I first stepped into this hotel five years ago, visiting friends from halfway across the world. Little did I know that I was following in the footsteps of sojourners from long ago. You see, a few hundred years ago, when Naha was a trading hub, dignitaries and scholars would sail into the harbor, and pay tribute to the rulers and administrators high on the hill. In nearby Shuri Castle, they would watch over maritime and land activity below, not forgetting the days when the island was divided into three kingdoms, each keeping an eye on the other.

One thing that caught the eyes of the rulers at Shuri Castle, was the arrival of the black ships on a rainy day on 24 May 1853, captained by one Commander Perry. Little did he know how instrumental that visit was, a month before Perry’s visit to Uraga near Yokohama on 8 July.

In the Narrative of the Expedition of an American Squadron to the China Seas and Japan, Perry admired these islands' beauty, glowingly saying, “The shores of the island were green and beautiful from the water, diversified with groves and fields of freshest verdure. And of Naha, he mentioned that the “roofs were of red tiles, of excellent manufacture, and this, with the dark-green foliage of the trees which studded the city, the walls topped with cactus, and the occasional appearance of a palm or banana, reminded me of towns in Sicily.”
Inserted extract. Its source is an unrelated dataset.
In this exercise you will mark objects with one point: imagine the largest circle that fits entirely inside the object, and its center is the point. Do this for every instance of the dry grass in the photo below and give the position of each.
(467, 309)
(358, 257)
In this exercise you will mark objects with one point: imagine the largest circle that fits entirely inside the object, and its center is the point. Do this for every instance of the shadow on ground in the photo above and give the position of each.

These days, dignitaries from near and wide stay at the Naha Harborview Hotel, located just a five min walk from the modern center of power at the Naha City Hall. While it is only 30 meters high, it is much higher than the streets of downtown Naha which is practically at sea level. While it is some distance from the harbor itself, it is high enough to watch the moon rise, especially from the above-mentioned rooftop bar on the 12th floor, towering over Shuri Castle.

The Hotel has a grand appearance with its spacious lobby and botanic gardens, paying homage to the days when travel was larger than life. Built in 1975, it was previously called the Crowne Plaza Harborview. The 1970s were the beginning of the golden age of travel in Okinawa, from its reversion to Japan in 1971, to a host of openings to cater to visitors from Tokyo who were keen on a sub-tropical domestic holiday, such as the Oceanic Culture Museum and the Churaumi Aquarium. While the hotel was renovated in 2007, it still has a feeling of going back in time, a far cry from the spa temples like Hyakuna Garan.

Unlike a business hotel, this is not just a place to sleep, but a destination in itself, playing host to so many weddings that it has its own dress store. It is also one of the few hotels in Naha with an outdoor swimming pool, though it is only open during the warmer months. With its boulevard-like entrance, it is designed for taxis or limousines to chauffeur you around town, not that you expect the society brides to make the 8-minute walk uphill from Tsubogawa monorail station.